Customer Review

Reviewed in the United States 🇺🇸 on September 4, 2007
This book is a long screed against Richard Dawkins. It is couched in academic language and convoluted phrasing. However, Mr. McGrath has only a couple of points that he tries to make. I kept track of the pages on which he repeats the same assertions about Mr. Dawkins. The points are: Mr. Dawkins disbelieves in the wrong God (or faith); God can't be logically disproved; various authorities are invoked who disagree with Mr. Dawkins; and, amazingly, Mr. McGrath asserts that Mr. Dawkins does not base his arguments upon evidence. [I was persuaded to read this book -- bought it used -- by the comments of some believers in the Amazon discussions. Same with Lee Strobel's The Case For Christ. This may be the last attempt at reading an apologist.]
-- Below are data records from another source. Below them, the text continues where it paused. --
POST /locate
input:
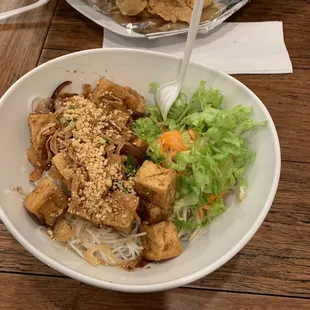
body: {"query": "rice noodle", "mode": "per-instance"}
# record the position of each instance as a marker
(104, 245)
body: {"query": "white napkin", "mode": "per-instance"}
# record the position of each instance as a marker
(235, 48)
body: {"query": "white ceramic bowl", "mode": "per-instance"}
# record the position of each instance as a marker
(223, 238)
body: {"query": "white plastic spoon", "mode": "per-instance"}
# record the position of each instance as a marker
(168, 93)
(23, 9)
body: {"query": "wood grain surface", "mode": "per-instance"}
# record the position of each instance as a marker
(66, 294)
(273, 269)
(21, 40)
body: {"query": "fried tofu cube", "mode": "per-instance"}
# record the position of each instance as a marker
(36, 123)
(46, 200)
(156, 184)
(131, 98)
(151, 212)
(60, 162)
(119, 211)
(161, 241)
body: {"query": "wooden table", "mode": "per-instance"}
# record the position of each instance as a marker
(273, 270)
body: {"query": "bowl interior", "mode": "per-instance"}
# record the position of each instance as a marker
(221, 240)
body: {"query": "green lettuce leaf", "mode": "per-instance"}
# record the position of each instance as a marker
(147, 129)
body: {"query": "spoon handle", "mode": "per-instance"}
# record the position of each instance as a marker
(191, 37)
(23, 9)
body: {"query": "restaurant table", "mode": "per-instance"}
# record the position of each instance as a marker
(273, 270)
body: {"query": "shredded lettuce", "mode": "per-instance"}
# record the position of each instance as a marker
(212, 164)
(147, 129)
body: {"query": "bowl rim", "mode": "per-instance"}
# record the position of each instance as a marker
(143, 288)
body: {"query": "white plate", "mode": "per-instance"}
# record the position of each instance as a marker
(224, 238)
(108, 23)
(102, 20)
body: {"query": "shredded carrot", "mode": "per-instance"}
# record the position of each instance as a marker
(171, 142)
(193, 134)
(201, 209)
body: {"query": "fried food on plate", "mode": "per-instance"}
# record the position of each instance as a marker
(171, 10)
(174, 10)
(191, 3)
(131, 7)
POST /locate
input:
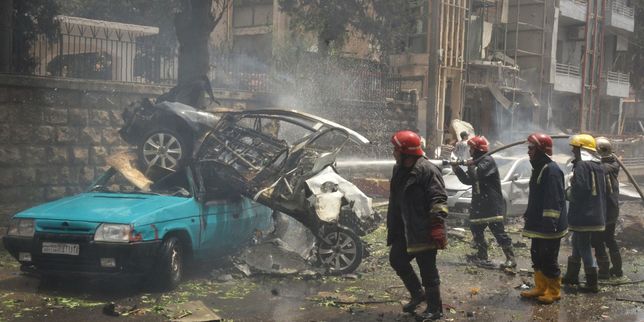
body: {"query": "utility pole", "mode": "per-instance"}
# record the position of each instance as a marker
(433, 135)
(6, 35)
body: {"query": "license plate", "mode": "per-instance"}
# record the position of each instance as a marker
(59, 248)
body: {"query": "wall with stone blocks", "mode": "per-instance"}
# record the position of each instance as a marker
(56, 133)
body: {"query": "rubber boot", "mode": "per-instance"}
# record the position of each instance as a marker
(553, 291)
(616, 259)
(604, 267)
(412, 284)
(591, 280)
(572, 271)
(434, 310)
(509, 258)
(539, 288)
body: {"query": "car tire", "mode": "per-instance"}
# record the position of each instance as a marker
(164, 147)
(341, 251)
(169, 267)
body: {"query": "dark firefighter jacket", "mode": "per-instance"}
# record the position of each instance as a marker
(546, 215)
(487, 198)
(611, 171)
(587, 209)
(417, 201)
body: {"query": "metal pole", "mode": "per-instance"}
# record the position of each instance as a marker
(6, 35)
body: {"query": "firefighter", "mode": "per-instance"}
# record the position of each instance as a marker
(586, 211)
(606, 238)
(415, 222)
(545, 219)
(488, 206)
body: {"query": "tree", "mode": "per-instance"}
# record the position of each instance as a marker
(636, 50)
(386, 23)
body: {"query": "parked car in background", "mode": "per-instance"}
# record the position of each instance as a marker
(121, 226)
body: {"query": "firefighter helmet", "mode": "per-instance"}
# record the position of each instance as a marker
(479, 143)
(603, 146)
(542, 142)
(584, 141)
(407, 142)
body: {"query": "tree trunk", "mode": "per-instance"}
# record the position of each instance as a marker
(193, 25)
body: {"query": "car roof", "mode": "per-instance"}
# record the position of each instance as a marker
(317, 122)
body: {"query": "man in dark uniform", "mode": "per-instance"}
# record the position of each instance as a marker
(488, 205)
(586, 211)
(545, 219)
(415, 222)
(600, 240)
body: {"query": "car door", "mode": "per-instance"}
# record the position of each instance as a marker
(519, 184)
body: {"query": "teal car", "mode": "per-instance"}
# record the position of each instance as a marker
(115, 228)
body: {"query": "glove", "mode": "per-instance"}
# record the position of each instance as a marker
(437, 232)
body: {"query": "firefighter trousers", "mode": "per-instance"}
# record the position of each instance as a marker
(544, 254)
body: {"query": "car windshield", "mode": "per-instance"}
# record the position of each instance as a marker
(123, 178)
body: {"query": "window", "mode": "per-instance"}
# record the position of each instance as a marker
(252, 13)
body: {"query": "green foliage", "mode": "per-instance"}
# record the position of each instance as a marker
(385, 23)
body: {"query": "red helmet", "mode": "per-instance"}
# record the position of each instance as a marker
(407, 142)
(479, 143)
(542, 141)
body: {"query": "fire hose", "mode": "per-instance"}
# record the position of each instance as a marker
(628, 174)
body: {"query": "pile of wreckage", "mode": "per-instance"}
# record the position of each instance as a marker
(282, 159)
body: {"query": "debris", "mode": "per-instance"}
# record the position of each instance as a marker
(225, 278)
(244, 269)
(629, 300)
(193, 311)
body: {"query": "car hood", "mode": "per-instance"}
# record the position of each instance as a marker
(452, 183)
(101, 207)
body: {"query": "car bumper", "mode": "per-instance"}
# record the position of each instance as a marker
(92, 259)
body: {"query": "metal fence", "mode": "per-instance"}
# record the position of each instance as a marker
(82, 52)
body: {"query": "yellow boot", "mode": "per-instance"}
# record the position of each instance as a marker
(539, 286)
(553, 291)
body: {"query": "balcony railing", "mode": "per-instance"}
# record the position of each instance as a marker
(621, 8)
(619, 78)
(568, 70)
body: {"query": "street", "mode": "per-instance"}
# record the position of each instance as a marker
(373, 294)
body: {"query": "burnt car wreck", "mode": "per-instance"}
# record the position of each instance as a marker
(282, 159)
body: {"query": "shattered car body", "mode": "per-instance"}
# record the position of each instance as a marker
(131, 224)
(280, 158)
(284, 160)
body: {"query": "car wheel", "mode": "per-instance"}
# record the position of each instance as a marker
(170, 264)
(340, 251)
(165, 148)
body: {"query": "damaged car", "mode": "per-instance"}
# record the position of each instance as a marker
(285, 160)
(133, 224)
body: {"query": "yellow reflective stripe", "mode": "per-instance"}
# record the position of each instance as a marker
(420, 248)
(592, 174)
(551, 213)
(440, 207)
(586, 228)
(535, 234)
(609, 185)
(486, 220)
(541, 173)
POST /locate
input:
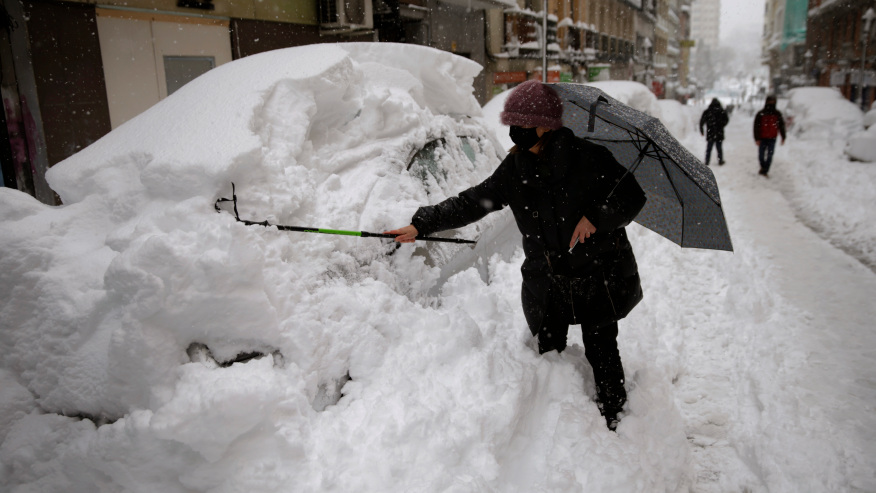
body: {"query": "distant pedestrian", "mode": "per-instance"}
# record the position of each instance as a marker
(768, 125)
(714, 119)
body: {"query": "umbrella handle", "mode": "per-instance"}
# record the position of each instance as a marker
(591, 124)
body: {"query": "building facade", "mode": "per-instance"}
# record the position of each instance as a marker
(839, 49)
(73, 70)
(784, 43)
(705, 27)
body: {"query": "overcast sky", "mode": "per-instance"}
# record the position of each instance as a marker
(742, 28)
(741, 19)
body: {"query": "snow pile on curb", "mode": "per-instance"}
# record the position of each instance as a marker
(835, 202)
(151, 344)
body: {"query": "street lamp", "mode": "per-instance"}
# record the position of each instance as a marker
(868, 17)
(808, 64)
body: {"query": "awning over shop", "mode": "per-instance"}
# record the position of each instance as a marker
(482, 4)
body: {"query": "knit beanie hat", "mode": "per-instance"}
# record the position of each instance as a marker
(533, 104)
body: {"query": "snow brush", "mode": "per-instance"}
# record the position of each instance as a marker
(305, 229)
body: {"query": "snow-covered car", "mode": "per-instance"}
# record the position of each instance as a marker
(112, 295)
(821, 113)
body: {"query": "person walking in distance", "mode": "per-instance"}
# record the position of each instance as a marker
(571, 200)
(714, 119)
(768, 125)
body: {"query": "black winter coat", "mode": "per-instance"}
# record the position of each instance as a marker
(715, 119)
(548, 194)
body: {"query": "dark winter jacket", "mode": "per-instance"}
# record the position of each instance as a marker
(714, 119)
(769, 123)
(548, 194)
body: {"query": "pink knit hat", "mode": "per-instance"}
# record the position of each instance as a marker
(533, 104)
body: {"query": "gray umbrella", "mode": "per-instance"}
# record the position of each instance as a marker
(683, 201)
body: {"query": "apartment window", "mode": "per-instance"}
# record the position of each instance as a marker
(180, 70)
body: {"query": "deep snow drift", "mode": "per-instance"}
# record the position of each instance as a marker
(102, 298)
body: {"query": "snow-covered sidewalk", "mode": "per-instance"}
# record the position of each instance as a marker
(747, 371)
(794, 364)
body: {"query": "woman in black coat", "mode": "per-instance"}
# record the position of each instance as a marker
(571, 200)
(714, 119)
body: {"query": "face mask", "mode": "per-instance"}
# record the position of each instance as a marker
(525, 138)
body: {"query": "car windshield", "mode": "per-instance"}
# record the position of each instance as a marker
(431, 163)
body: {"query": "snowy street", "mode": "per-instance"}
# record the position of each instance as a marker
(804, 387)
(152, 343)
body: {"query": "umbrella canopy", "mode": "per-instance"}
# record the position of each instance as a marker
(683, 201)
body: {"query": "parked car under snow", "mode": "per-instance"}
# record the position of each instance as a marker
(140, 275)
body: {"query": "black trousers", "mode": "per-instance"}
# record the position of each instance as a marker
(600, 348)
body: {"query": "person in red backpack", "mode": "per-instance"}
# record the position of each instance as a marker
(768, 125)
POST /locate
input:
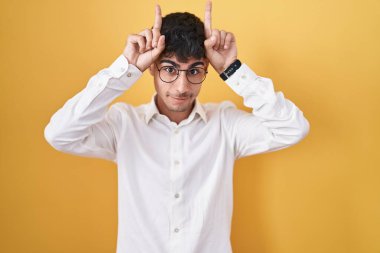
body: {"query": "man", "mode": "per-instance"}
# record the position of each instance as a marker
(175, 156)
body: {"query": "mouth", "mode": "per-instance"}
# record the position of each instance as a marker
(179, 99)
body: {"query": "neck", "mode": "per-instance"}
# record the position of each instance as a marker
(174, 116)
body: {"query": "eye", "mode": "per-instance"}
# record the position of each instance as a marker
(194, 71)
(170, 70)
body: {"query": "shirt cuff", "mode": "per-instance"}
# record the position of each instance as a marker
(243, 77)
(122, 75)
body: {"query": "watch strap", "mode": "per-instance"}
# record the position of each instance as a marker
(230, 70)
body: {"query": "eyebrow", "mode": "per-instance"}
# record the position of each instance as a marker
(177, 65)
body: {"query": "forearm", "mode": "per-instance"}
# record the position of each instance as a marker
(71, 123)
(281, 117)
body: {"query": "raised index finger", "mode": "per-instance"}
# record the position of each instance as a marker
(158, 18)
(208, 19)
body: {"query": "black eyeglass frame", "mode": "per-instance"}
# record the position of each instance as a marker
(178, 71)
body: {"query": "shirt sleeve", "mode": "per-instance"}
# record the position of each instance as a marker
(84, 125)
(275, 122)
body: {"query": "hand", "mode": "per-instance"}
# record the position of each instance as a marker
(220, 45)
(144, 48)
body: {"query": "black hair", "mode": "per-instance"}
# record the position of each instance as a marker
(184, 36)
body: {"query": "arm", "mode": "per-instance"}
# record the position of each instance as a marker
(83, 126)
(275, 122)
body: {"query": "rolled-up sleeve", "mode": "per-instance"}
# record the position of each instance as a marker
(85, 125)
(274, 123)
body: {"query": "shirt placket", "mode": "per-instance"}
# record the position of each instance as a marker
(176, 190)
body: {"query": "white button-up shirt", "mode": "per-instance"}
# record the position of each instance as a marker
(175, 188)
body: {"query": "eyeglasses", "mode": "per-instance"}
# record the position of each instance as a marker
(169, 74)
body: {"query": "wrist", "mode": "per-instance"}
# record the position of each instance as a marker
(230, 70)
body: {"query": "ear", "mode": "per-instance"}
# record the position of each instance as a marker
(151, 69)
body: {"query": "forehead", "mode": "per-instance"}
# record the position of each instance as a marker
(189, 62)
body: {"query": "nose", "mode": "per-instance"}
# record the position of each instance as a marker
(181, 84)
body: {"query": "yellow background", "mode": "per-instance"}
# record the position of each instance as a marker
(320, 196)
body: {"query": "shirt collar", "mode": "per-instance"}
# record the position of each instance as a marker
(153, 110)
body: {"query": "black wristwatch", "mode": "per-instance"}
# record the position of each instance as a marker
(230, 70)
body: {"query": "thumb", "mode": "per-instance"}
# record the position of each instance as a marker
(210, 43)
(160, 46)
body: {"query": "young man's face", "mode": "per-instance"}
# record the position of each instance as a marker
(179, 95)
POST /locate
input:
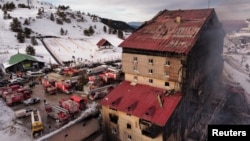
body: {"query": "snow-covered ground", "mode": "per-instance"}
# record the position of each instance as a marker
(10, 129)
(75, 43)
(84, 49)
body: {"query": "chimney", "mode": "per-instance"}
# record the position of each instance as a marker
(178, 19)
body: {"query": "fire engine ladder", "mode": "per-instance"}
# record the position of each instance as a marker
(58, 108)
(100, 88)
(36, 116)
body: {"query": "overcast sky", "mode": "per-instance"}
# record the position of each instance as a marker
(143, 10)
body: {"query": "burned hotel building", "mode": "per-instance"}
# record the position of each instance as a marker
(166, 62)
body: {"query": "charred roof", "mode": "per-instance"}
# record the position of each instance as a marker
(170, 31)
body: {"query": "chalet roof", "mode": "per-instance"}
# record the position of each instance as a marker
(142, 101)
(19, 57)
(103, 42)
(170, 31)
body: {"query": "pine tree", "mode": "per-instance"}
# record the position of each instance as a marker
(62, 31)
(20, 37)
(52, 18)
(34, 41)
(27, 32)
(16, 25)
(120, 34)
(105, 29)
(91, 30)
(30, 50)
(26, 22)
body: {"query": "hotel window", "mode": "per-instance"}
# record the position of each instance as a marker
(113, 130)
(166, 74)
(135, 59)
(135, 78)
(167, 84)
(135, 68)
(167, 63)
(129, 138)
(150, 71)
(150, 61)
(128, 126)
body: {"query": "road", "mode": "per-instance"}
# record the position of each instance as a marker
(75, 132)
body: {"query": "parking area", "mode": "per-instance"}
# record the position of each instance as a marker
(49, 123)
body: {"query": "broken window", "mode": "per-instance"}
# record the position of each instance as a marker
(113, 118)
(135, 59)
(150, 71)
(167, 63)
(129, 137)
(150, 80)
(167, 84)
(135, 78)
(166, 74)
(128, 126)
(135, 68)
(151, 61)
(114, 130)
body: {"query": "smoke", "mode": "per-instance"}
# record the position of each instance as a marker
(233, 10)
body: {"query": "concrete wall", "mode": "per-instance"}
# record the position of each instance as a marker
(120, 130)
(161, 71)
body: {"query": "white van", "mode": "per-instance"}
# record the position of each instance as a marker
(23, 113)
(35, 73)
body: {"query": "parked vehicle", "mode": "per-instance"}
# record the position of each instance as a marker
(17, 79)
(64, 86)
(97, 69)
(23, 113)
(50, 89)
(4, 82)
(31, 101)
(74, 105)
(16, 89)
(13, 99)
(35, 73)
(57, 112)
(37, 126)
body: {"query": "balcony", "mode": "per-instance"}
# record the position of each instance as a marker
(149, 129)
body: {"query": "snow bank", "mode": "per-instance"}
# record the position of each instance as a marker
(10, 130)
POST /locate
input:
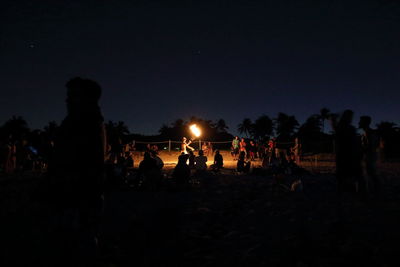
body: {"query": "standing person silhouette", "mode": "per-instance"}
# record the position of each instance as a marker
(186, 145)
(370, 145)
(348, 154)
(78, 169)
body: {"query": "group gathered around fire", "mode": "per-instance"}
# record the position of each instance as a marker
(79, 158)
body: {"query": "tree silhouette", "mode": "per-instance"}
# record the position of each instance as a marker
(324, 114)
(246, 127)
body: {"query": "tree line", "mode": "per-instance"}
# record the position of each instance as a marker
(312, 134)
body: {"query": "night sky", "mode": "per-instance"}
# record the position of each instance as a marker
(159, 62)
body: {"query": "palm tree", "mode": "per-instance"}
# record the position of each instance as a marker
(245, 127)
(324, 114)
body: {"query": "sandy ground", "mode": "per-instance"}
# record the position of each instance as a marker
(220, 220)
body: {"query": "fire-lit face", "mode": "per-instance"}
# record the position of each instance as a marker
(195, 130)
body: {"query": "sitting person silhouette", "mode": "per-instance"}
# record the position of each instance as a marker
(243, 166)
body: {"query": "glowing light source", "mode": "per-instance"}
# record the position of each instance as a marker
(195, 130)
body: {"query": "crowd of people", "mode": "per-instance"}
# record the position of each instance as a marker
(25, 153)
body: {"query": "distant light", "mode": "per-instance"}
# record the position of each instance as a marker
(195, 130)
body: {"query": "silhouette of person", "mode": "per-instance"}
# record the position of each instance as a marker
(235, 147)
(370, 145)
(78, 164)
(191, 159)
(348, 154)
(181, 172)
(200, 162)
(154, 155)
(242, 165)
(150, 171)
(186, 145)
(218, 160)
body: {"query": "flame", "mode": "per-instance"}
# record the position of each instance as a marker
(195, 130)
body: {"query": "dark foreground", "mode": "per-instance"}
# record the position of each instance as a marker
(226, 220)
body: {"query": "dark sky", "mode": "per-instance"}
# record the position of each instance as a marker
(159, 62)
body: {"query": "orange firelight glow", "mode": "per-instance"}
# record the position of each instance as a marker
(195, 130)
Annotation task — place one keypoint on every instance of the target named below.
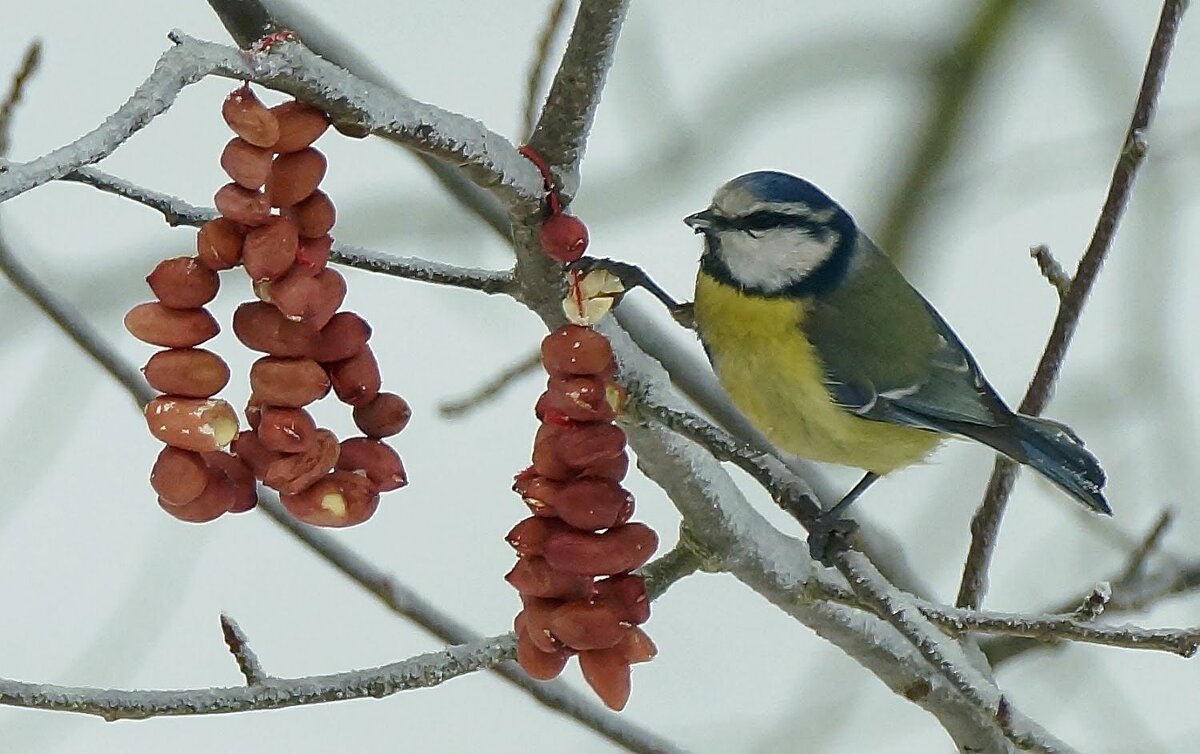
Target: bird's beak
(701, 221)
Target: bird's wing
(905, 366)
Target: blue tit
(821, 342)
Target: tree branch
(538, 67)
(246, 29)
(562, 132)
(957, 75)
(25, 71)
(239, 646)
(420, 671)
(985, 524)
(484, 156)
(179, 213)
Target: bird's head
(774, 234)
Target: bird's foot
(827, 536)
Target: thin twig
(985, 524)
(540, 59)
(555, 695)
(495, 386)
(75, 325)
(239, 646)
(420, 671)
(1123, 592)
(1149, 545)
(666, 569)
(486, 157)
(29, 65)
(1183, 641)
(179, 213)
(1093, 604)
(565, 121)
(957, 76)
(1051, 269)
(402, 600)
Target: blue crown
(775, 186)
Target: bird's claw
(826, 534)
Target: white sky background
(99, 587)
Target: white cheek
(773, 259)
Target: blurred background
(958, 133)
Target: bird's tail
(1059, 455)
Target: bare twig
(985, 524)
(75, 325)
(490, 389)
(562, 130)
(682, 561)
(485, 156)
(408, 603)
(402, 600)
(1150, 544)
(1093, 604)
(957, 75)
(1050, 269)
(1183, 641)
(1125, 591)
(420, 671)
(538, 67)
(25, 71)
(239, 646)
(179, 213)
(424, 270)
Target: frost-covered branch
(420, 671)
(486, 157)
(180, 213)
(562, 131)
(1182, 641)
(239, 646)
(985, 524)
(737, 539)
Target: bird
(822, 343)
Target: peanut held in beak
(192, 424)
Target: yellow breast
(772, 373)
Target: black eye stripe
(767, 220)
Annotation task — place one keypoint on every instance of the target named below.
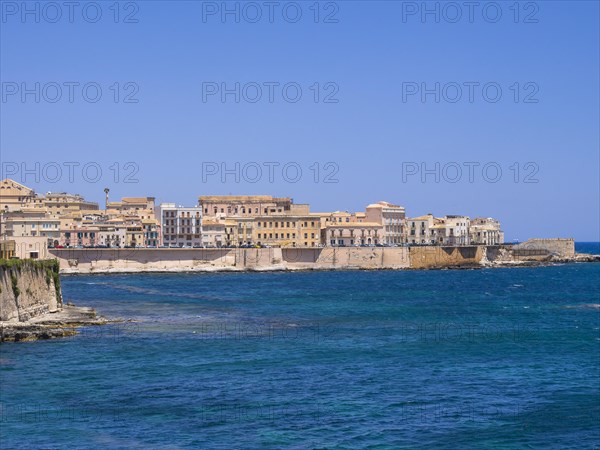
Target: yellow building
(287, 231)
(15, 196)
(349, 234)
(243, 205)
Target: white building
(391, 217)
(457, 230)
(485, 230)
(181, 226)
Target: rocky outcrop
(31, 305)
(28, 289)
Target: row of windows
(183, 214)
(283, 236)
(183, 222)
(243, 210)
(284, 224)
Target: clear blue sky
(369, 133)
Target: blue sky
(372, 143)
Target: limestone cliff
(28, 289)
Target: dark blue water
(493, 358)
(588, 247)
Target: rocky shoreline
(509, 262)
(61, 323)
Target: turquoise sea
(491, 358)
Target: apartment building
(31, 222)
(289, 230)
(181, 226)
(15, 196)
(349, 234)
(392, 220)
(221, 206)
(485, 230)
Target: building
(63, 203)
(213, 233)
(151, 230)
(392, 219)
(15, 196)
(31, 247)
(419, 230)
(31, 222)
(349, 234)
(457, 230)
(181, 226)
(486, 231)
(287, 230)
(7, 249)
(220, 206)
(142, 207)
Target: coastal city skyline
(66, 220)
(309, 224)
(370, 112)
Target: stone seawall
(328, 258)
(154, 260)
(440, 257)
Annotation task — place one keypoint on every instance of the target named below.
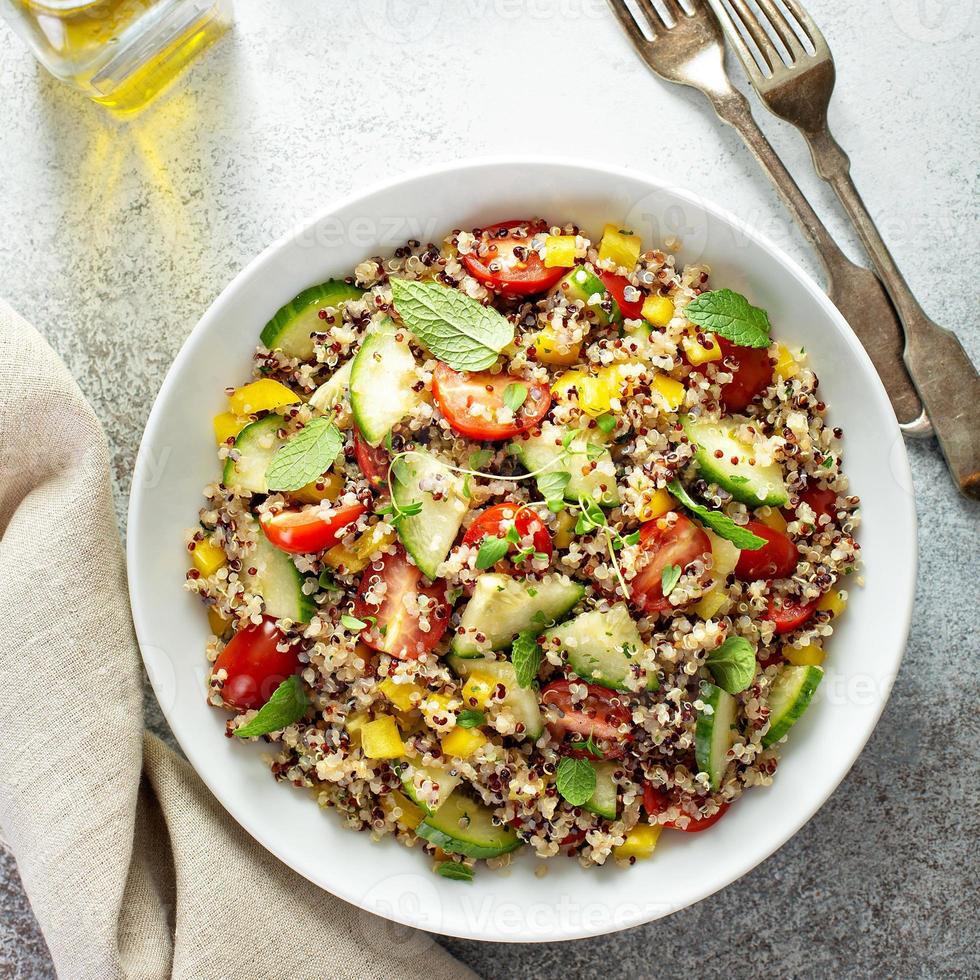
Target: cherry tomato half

First and foremost, Mr. McGrath asserts that the God that Dawkins doesn't believe in is not the Real God, not the God of "thoughtful Christian theologians." Alternately, McGrath tries to make the case that the faith that Dawkins criticizes is not what Christians mean by faith. McGrath makes one of these two claims on, at least, pages: 10, 42, 52, 59, 60, 71(3-times), 73, 75, 76, 80, 83, 85, 86, 89, 92, 93, 96, 99, 101, 108, 117, 118, 140, 143, 146, 151, 156, 157, and 158. (29 pages of the 159 pages of the text.) I think one can safely say that this is one of McGrath's major assertions.

Mr. McGrath repeats that Mr. Dawkins disbelieves the wrong God or faith on at least 18% of the pages of the book. Emphasis through repetition I suppose. Strangely, Mr. McGrath never straightens us out with the Real definition of the God Christians believe in. The closest he comes, anywhere in the book, is in on page 93, where, after he trashes the "Divine Designer" God of William Paley, he states, "A theologian might respond by arguing that God created an environment within which incredibly complex entities could develop from quite simple beginnings by quite simple processes." This is the deistic God: the God who set up the natural laws and set the thing in motion [initiated the Big Bang perhaps?] This God is extremely difficult [seemingly impossible] to distinguish from nature. Mr. McGrath never describes the Christian God in the entire book. Why? Because the essential features of the Christian God are exactly the ones that Dawkins doesn't believe in, contrary to McGrath's repeated assertions.

And, not surprisingly, Dawkins specifically addresses the deistic God on page 147 of "A Devil's Chaplain:*" "If God is a synonym for the deepest principles of physics, what word is left for a hypothetical being who answers prayers, intervenes to save cancer patients or help evolution over difficult jumps; forgives sins or dies for them?" Why doesn't McGrath answer Dawkins' challenge, since he spends much this book attacking "A Devil's Chaplain" and "Unweaving the Rainbow?" Because he can't.
(* Not to mention his more recent, "The God Delusion.")

I was raised a Christian and the God I was taught about had at least these features: He created the earth, flooded it during Noah's time, specially created all of life, sent his "son" to be born from a young virgin Jew in Palestine, the "son" died to atone for everyone's sins, even sins not yet committed, this God was all-powerful, all-knowing, and all-good, this God answered prayers and "saves" people from natural disasters, etc. Which of these features does Mr. McGrath disavow? And how would that God fit with Christian theology? He never tells us.

Here is Mr. McGrath in print elsewhere (National Catholic Register online):

"The second point I'd want to make is that certainly I believe in the Nicene Creed, but I don't believe it because someone has rammed it down my throat. I believe it because I've looked at it very closely and I believe it to be right. I am very happy to be challenged about that because I believe in being open and accountable."